И ранней ветреной весной я с женой отправился в Крым. В Феодосии гуляли свежие ветры с моря, гонявшие по тротуарам обрывки газет и пустые смятые пачки из-под сигарет. Само море было неспокойным, покрытым грязноватыми, пенистыми барашками на гребнях холодных свинцовых волн. Под стать морю было и небо, хмурое и неприветливое. Под вечер мы наблюдали на пирсе багровый закат, предвещавший ветер и на следующий день.
В холодной гостинице, под ледяными стеклянными простынями мы пытались согреться теплом своих тел, тесно прижавшись друг к другу.
На следующий день, ясный, солнечный, но свеже-ветреный, как и предыдущий, в псевдовосточном дворце состоялся сеанс исцеления. Патриарх наркологии, недавно перенесший инсульт, заметно приволакивающий одну ногу, с асимметричным лицом после кровоизлияния в головной мозг, невнятной речью, но осмысленным и незамутненным взглядом, проследовал мимо пациентов, окруженный суетливой челядью. Он опирался на палку, а под локоток его бережно, даже чересчур бережно, поддерживал подобострастный помощник. Обстановка вокруг Александра Романовича напоминала театрализованное представление, тщательно продуманное и выверенное до мелочей. Я предпочел бы лечиться у этого же доктора, сидящего в кабинете-каморке со старой, обшарпанной мебелью, нежели в обстановке, напоминающей дешевые, но помпезные декорации к балету «Бахчисарайский фонтан». На излете жизни Довженко явно не контролировал ситуацию, все более походившую на опереточно-водевильное действо, поставленное бездарным режиссером с дурным вкусом.
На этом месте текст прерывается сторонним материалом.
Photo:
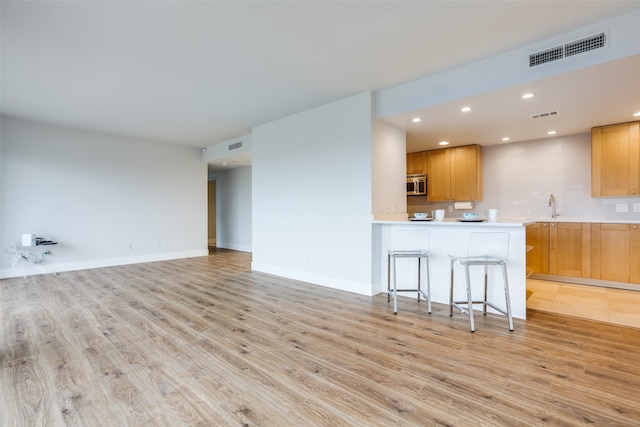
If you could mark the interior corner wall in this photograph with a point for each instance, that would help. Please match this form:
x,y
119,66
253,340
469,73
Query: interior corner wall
x,y
312,195
107,200
233,209
211,213
389,171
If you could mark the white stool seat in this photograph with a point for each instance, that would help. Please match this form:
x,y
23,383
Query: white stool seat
x,y
485,249
408,243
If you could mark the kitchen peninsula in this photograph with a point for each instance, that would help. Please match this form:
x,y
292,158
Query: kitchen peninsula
x,y
451,237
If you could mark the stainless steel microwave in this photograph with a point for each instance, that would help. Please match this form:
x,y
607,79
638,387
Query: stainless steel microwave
x,y
416,185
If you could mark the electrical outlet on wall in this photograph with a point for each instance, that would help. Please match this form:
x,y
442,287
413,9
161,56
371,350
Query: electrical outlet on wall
x,y
622,207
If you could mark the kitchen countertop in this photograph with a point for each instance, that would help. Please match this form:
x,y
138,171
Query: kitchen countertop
x,y
508,221
456,221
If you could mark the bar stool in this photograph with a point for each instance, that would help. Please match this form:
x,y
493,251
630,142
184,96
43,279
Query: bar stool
x,y
485,249
408,243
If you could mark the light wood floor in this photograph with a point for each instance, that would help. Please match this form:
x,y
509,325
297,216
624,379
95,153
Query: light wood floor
x,y
616,306
204,341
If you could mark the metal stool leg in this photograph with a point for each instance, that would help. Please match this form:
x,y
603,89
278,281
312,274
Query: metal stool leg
x,y
506,296
395,285
388,277
451,292
428,287
469,298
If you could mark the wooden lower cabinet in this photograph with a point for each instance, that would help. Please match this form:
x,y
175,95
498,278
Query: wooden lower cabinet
x,y
570,249
538,242
616,252
592,251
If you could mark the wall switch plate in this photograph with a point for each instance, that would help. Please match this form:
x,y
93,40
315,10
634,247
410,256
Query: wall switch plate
x,y
622,207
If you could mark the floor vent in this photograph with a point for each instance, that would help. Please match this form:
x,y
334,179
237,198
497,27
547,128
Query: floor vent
x,y
575,47
235,145
545,114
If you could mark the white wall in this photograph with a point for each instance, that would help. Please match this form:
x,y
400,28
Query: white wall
x,y
312,195
518,178
233,209
96,195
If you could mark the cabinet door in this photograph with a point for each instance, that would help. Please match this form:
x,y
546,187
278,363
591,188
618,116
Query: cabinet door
x,y
438,175
416,163
615,160
615,252
466,173
634,254
610,252
538,240
570,249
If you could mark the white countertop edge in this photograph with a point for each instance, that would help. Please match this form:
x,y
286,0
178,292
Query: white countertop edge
x,y
511,222
455,221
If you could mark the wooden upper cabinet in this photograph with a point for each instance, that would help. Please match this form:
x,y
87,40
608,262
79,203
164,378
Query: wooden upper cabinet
x,y
438,175
454,174
417,163
570,249
615,252
615,160
538,240
466,173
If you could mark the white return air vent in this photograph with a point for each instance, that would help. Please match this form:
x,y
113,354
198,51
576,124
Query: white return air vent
x,y
545,114
571,48
235,145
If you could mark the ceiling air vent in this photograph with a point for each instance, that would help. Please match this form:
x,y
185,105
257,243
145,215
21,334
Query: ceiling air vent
x,y
586,44
545,114
545,56
235,145
574,47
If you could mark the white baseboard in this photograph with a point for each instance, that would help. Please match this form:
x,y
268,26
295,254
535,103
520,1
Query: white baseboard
x,y
51,268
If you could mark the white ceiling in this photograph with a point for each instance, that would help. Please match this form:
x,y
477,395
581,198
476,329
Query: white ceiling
x,y
196,73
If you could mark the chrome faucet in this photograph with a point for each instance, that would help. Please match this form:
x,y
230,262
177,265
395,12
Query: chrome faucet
x,y
552,203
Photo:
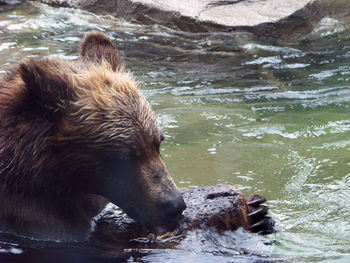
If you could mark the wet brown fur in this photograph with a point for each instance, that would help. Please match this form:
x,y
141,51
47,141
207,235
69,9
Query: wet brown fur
x,y
59,123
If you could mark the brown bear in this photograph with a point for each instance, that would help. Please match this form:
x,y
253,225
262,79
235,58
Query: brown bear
x,y
74,136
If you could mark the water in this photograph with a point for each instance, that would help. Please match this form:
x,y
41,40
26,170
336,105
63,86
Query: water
x,y
271,118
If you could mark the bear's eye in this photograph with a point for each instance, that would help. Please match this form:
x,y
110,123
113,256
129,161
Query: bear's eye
x,y
125,157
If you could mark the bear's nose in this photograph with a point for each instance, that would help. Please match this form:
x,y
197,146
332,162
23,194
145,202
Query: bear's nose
x,y
173,208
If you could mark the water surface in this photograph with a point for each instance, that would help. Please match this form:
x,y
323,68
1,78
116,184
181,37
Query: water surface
x,y
271,118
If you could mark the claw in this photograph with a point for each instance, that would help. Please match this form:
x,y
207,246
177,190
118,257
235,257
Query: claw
x,y
264,226
262,211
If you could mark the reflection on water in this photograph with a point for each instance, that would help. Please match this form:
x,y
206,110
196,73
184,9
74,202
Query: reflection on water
x,y
270,118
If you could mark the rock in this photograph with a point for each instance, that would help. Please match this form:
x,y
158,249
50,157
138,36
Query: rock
x,y
221,207
278,19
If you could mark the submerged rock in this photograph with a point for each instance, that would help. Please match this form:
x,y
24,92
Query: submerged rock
x,y
221,207
277,19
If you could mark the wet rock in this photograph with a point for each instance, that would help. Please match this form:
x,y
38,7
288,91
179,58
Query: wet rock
x,y
221,207
276,19
10,2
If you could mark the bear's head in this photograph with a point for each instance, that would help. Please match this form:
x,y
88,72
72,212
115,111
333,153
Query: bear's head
x,y
95,133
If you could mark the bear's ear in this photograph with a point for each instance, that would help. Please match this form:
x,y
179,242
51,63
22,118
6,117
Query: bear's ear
x,y
96,47
47,83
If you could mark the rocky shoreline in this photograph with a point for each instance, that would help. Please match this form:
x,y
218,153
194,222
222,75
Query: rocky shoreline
x,y
276,19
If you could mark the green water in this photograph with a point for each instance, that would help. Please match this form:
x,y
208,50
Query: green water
x,y
271,118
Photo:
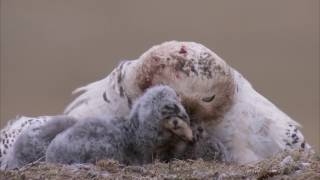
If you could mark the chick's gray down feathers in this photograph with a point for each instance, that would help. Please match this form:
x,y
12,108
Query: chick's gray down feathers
x,y
32,143
131,141
212,92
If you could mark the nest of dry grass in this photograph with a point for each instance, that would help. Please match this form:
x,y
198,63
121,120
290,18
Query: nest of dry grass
x,y
293,165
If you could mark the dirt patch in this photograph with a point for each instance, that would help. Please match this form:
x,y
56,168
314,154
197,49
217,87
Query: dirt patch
x,y
294,165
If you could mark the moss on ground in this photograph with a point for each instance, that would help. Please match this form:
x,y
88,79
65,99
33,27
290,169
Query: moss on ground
x,y
293,165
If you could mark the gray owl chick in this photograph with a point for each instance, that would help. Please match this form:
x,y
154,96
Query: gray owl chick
x,y
32,143
155,119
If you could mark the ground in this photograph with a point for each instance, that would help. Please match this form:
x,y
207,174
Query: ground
x,y
293,165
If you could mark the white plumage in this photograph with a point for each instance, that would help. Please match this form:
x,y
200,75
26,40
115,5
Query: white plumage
x,y
249,125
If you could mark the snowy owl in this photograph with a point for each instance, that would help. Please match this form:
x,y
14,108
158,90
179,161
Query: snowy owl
x,y
249,126
32,143
155,118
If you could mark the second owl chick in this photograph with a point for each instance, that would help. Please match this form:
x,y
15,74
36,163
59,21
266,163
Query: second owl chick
x,y
156,118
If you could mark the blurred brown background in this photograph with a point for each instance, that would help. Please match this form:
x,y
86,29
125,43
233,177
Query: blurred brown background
x,y
49,48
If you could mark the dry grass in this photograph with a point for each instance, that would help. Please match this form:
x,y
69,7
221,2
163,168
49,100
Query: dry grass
x,y
294,165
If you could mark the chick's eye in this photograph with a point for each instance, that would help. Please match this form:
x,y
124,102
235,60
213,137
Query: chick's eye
x,y
208,99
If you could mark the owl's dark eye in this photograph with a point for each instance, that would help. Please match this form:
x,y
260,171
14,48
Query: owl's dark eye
x,y
208,99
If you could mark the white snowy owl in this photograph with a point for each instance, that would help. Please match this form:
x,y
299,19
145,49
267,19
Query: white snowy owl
x,y
213,93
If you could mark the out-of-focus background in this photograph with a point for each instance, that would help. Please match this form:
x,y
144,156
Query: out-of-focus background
x,y
49,48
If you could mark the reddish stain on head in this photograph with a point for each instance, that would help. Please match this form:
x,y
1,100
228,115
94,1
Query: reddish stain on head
x,y
182,50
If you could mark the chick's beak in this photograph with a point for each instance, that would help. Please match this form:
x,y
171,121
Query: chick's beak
x,y
182,129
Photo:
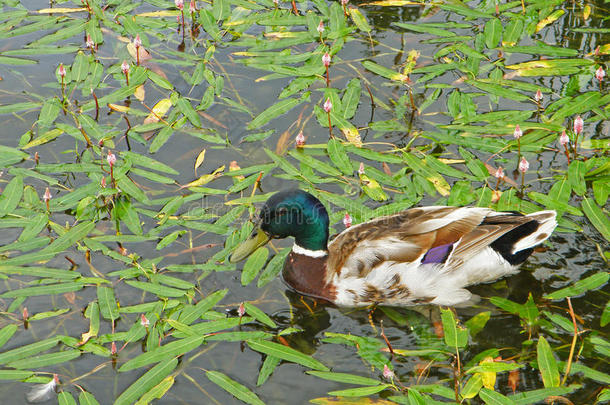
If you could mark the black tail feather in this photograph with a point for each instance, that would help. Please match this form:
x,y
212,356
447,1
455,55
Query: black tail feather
x,y
504,245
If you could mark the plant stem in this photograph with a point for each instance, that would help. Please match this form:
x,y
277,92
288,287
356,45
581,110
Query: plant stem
x,y
573,345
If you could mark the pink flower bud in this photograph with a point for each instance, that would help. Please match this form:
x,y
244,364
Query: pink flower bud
x,y
347,220
300,140
600,73
111,158
326,59
563,139
387,373
518,133
524,165
328,105
578,125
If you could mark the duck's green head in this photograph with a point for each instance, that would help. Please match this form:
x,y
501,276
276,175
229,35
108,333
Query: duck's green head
x,y
288,213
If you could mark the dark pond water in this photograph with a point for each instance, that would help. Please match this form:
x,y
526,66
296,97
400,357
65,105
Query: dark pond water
x,y
568,257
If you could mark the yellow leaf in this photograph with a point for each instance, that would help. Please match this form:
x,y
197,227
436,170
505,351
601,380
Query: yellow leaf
x,y
372,188
144,55
285,34
234,166
205,179
488,377
85,337
162,13
140,93
157,391
118,107
61,10
391,3
440,184
549,20
353,136
158,111
199,160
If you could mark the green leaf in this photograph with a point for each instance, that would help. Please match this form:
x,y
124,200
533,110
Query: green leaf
x,y
87,398
191,313
162,353
274,111
477,322
547,364
15,374
339,157
253,265
360,392
455,335
187,109
45,360
426,28
351,98
588,372
157,289
275,265
539,395
314,163
580,287
23,352
11,195
6,333
259,315
494,398
270,363
597,217
493,33
52,289
344,377
359,19
605,319
286,353
576,177
68,239
107,302
143,384
234,388
65,398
Но этот карнавальный антураж не мешал самому Александру Романовичу, больному и старому человеку, работать также надежно и ответственно, как и в прежние времена.
Это потом, после смерти Мастера, на свет Божий повыползали «лучшие и любимые» ученики Довженко, да в таком невероятном количестве, что такую свору не в состоянии подготовить даже медицинский институт средней руки. Как говорится в известном изречении - природа отдыхает на детях великих людей; точно также она отдыхает на последователях новаторов, особенно – на «лучших и любимых».
«Кодироваться» у Самого выпала честь немногим, у пожилого и хворого доктора просто не хватало сил на всех желающих. Остальные достались его ассистентам. Я оказался в числе избранных, вероятнее всего, потому что был врачом, а Александр Романович не изменял своим старым предпочтениям – лечить в первую очередь моряков и коллег по медицинскому цеху.
Было предложено «кодироваться» на любой срок, но не менее чем на один год, а также «на всю оставшуюся жизнь». Понятие - «вся оставшаяся жизнь» было для меня в тот момент совершенно абстрактным, поэтому я скромно определил три года. А там видно будет!
В оставшееся время до отъезда в Симферополь мы с женой посетили два культурных очага Феодосии: дом-музей Александр Грина и картинную галерею Ивана Константиновича Айвазовского.
Последний русский писатель-романтик Александр Грин (Александр Степанович Гриневский) последние шесть лет своей жизни обитал в Феодосии и только за два года до смерти перебрался в Старый Крым. Советской власти его произведения, в которых не восславлялся герой-труженик, строитель нового мира, были чужды и не нужны. Книги писателя подвергались обструкции и критике, не переиздавались; ему приходилось в полном смысле голодать. Материальная нужда усугубилась духовными и телесными страданиями. Интерьер музея был выполнен в духе его романов и повестей: «Золотая цепь», «Дорога никуда», «Алые паруса». Видимо, очень любящие творчество Грина люди оформляли этот дом: казалось, сам его воздух был напоен духом флибустьерства, загадочных, манящих приморских городов с непривычными для слуха названиями, рискованных морских путешествий, полных опасностей и приключений. Здесь витала романтика, которой совсем не осталось в обыденной жизни, а, может быть, никогда и не было. Но от этого она не стала менее манящей и прекрасной. На центральной стене висел большой портрет Грина, с которого на вас печально смотрел человек с изможденным, но удивительно одухотворенным лицом.